Hundreds of Taiwanese citizens opposed to the practice of shark finning sent a petition to Costa Rica’s President Laura Chinchilla asking her to ban importation of shark fins and other shark products, a press release from the Marine Turtle Restoration Program (Pretoma) said. Chinchilla received the petition, which contained the signatures of 380 Taiwanese citizens, on Friday.
Among those who signed are local government employees in the capital of Taipei and members of a Taipei-based Christian church, among others. Shanon Lee, a lecturer at the National Chiao Tung University, heard about Pretoma’s work against shark finning in Costa Rica and decided to launch a campaign in Taipei.

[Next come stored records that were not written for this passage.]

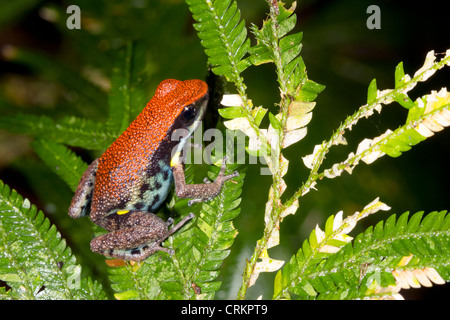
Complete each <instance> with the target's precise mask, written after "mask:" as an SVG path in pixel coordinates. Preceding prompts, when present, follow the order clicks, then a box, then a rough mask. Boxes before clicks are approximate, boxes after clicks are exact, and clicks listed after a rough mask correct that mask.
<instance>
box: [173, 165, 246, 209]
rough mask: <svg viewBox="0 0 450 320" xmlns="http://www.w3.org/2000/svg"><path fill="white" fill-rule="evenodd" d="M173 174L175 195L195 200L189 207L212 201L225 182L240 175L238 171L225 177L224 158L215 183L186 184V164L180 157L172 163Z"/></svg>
mask: <svg viewBox="0 0 450 320" xmlns="http://www.w3.org/2000/svg"><path fill="white" fill-rule="evenodd" d="M170 165H171V167H172V172H173V176H174V180H175V193H176V195H177V196H178V197H180V198H193V199H192V200H190V201H189V205H191V204H193V203H195V202H201V201H206V200H211V199H212V198H214V197H216V196H217V195H219V193H220V190H221V189H222V186H223V184H224V183H225V181H227V180H229V179H231V178H234V177H236V176H238V175H239V173H238V172H237V171H235V172H233V173H232V174H229V175H225V174H224V173H225V169H226V157H224V158H223V161H222V166H221V168H220V172H219V175H218V176H217V178H216V179H215V180H214V181H213V182H208V183H202V184H186V180H185V175H184V164H183V161H182V160H181V158H180V157H179V156H175V157H174V158H173V159H172V161H171V163H170Z"/></svg>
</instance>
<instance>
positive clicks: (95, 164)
mask: <svg viewBox="0 0 450 320" xmlns="http://www.w3.org/2000/svg"><path fill="white" fill-rule="evenodd" d="M97 168H98V158H97V159H95V160H94V161H93V162H92V163H91V164H90V165H89V167H88V168H87V169H86V171H85V172H84V173H83V176H82V177H81V180H80V183H79V184H78V187H77V190H76V191H75V195H74V196H73V198H72V202H71V204H70V207H69V216H71V217H72V218H74V219H76V218H80V217H83V216H87V215H89V212H90V209H91V201H92V193H93V191H94V184H95V174H96V173H97Z"/></svg>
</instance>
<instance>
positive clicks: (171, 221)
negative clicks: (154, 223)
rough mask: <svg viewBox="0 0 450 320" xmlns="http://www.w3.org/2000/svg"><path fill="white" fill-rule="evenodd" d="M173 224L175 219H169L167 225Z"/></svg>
mask: <svg viewBox="0 0 450 320" xmlns="http://www.w3.org/2000/svg"><path fill="white" fill-rule="evenodd" d="M172 224H173V219H172V218H169V219H167V221H166V225H167V226H170V225H172Z"/></svg>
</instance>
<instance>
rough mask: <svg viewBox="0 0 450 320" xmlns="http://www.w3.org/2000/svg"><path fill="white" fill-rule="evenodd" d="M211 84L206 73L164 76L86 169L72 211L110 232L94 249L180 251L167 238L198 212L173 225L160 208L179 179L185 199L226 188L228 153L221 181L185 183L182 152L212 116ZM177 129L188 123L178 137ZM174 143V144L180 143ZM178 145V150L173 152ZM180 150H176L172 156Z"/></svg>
mask: <svg viewBox="0 0 450 320" xmlns="http://www.w3.org/2000/svg"><path fill="white" fill-rule="evenodd" d="M207 103H208V86H207V85H206V83H205V82H203V81H201V80H187V81H178V80H165V81H163V82H161V84H160V85H159V86H158V88H157V89H156V92H155V95H154V96H153V98H151V100H150V101H149V102H148V103H147V105H146V107H145V108H144V110H143V111H142V112H141V113H140V114H139V115H138V117H137V118H136V119H135V120H134V121H133V122H132V123H131V124H130V126H129V127H128V128H127V129H126V130H125V131H124V132H123V133H122V134H121V135H120V136H119V137H118V138H117V139H116V140H115V141H114V142H113V143H112V144H111V146H110V147H109V148H108V149H107V150H106V151H105V152H104V153H103V155H102V156H101V157H100V158H98V159H96V160H94V161H93V162H92V163H91V164H90V165H89V167H88V168H87V170H86V171H85V172H84V174H83V176H82V178H81V180H80V183H79V185H78V188H77V190H76V191H75V195H74V197H73V199H72V203H71V205H70V207H69V215H70V216H71V217H72V218H79V217H82V216H86V215H90V218H91V220H92V221H93V222H94V223H95V224H97V225H99V226H101V227H102V228H104V229H106V230H107V231H108V233H106V234H104V235H101V236H98V237H96V238H94V239H93V240H92V241H91V250H92V251H94V252H97V253H100V254H103V255H105V256H108V257H114V258H119V259H123V260H133V261H141V260H144V259H146V258H148V257H149V256H150V255H152V254H153V253H155V252H157V251H165V252H168V253H170V254H172V253H173V250H170V249H168V248H165V247H162V246H161V243H162V242H163V241H164V240H165V239H166V238H168V237H169V236H170V235H172V234H173V233H174V232H175V231H177V230H178V229H180V228H181V227H182V226H183V225H184V224H185V223H186V222H187V221H189V220H190V219H192V218H193V217H194V215H193V214H192V213H191V214H189V215H187V216H185V217H184V218H183V219H182V220H181V221H180V222H179V223H178V224H176V225H175V226H174V227H172V228H171V229H170V230H169V226H170V225H171V224H172V223H173V220H172V219H169V220H168V221H167V222H166V221H164V220H162V219H161V218H159V217H158V216H156V215H155V214H153V213H152V212H154V211H155V210H156V209H157V208H158V207H159V206H160V205H161V204H162V203H163V201H164V200H165V198H166V197H167V194H168V193H169V191H170V188H171V186H172V183H173V182H175V192H176V195H177V196H178V197H180V198H193V199H194V201H204V200H209V199H212V198H214V197H215V196H217V195H218V194H219V193H220V190H221V188H222V185H223V184H224V182H225V181H227V180H229V179H231V178H232V177H235V176H237V175H238V173H237V172H234V173H233V174H230V175H225V174H224V171H225V159H224V161H223V163H222V167H221V170H220V173H219V175H218V176H217V178H216V180H215V181H214V182H210V183H203V184H186V182H185V174H184V164H183V160H182V157H181V156H180V154H181V151H182V149H183V147H184V145H185V144H186V142H187V140H188V138H189V136H190V135H191V134H192V132H193V131H194V130H195V129H196V128H197V127H198V125H199V124H200V122H201V120H202V118H203V116H204V115H205V111H206V106H207ZM176 129H186V131H187V133H188V134H186V135H185V136H184V137H183V138H182V139H180V141H172V140H171V135H172V133H173V132H174V131H175V130H176ZM174 148H175V149H174ZM173 150H175V152H172V151H173ZM172 155H173V156H172Z"/></svg>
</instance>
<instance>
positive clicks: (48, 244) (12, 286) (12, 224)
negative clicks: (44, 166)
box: [0, 181, 105, 299]
mask: <svg viewBox="0 0 450 320" xmlns="http://www.w3.org/2000/svg"><path fill="white" fill-rule="evenodd" d="M0 247H1V250H0V279H1V280H3V281H5V282H6V283H7V284H8V286H9V287H10V288H11V289H10V290H9V291H8V296H9V297H10V298H13V299H104V298H105V293H104V292H103V290H102V288H101V286H100V285H99V284H98V283H96V282H93V281H92V280H91V279H89V278H84V277H83V278H81V277H80V274H81V267H80V266H79V265H77V264H76V261H75V257H74V256H73V255H72V253H71V250H70V248H68V247H67V246H66V243H65V241H64V240H62V239H61V235H60V233H59V232H58V231H57V230H56V227H55V226H54V225H51V224H50V221H49V220H48V219H47V218H45V217H44V214H43V213H42V212H41V211H39V212H38V211H37V209H36V207H35V206H32V205H30V202H29V201H28V200H27V199H25V200H23V199H22V197H21V196H20V195H18V194H17V193H16V192H15V191H12V192H11V191H10V189H9V187H8V186H6V185H4V184H3V182H1V181H0Z"/></svg>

“We do not care for shark fin soup and consider it a horrid, extremely horrid practice, and the government of Costa Rica has our full support to kick the fleets out,” Lee said.
In Costa Rica, shark finning is not forbidden by law, but crews must land their products at public docks with fins still attached to the sharks’ bodies.
According to Pretoma, to skirt the laws, international ships are docking in Nicaragua, where they land the shark fins unattached and then import them to Costa Rica by land. From Costa Rica, they are shipped abroad, usually to Asia. Costa Rica’s Fisheries Institute, or Incopesca, confirmed that since Dec. 1, 2010, they have authorized the importation of 15,000 kilograms of shark fins from Nicaragua.
“With these signatures included, over 5,000 citizens of the world have asked President Chinchilla to forbid the importation of sharks to Costa Rica,” Pretoma’s President Randall Arauz said. “This is the only way that Costa Rica can advance toward the effective conservation and management of shark resources, and if it doesn’t do it, the foreign fleet will continue to circumvent and make a mockery of Costa Rican shark conservation and management policy, affecting our credibility in international forums,” Arauz said in a press release.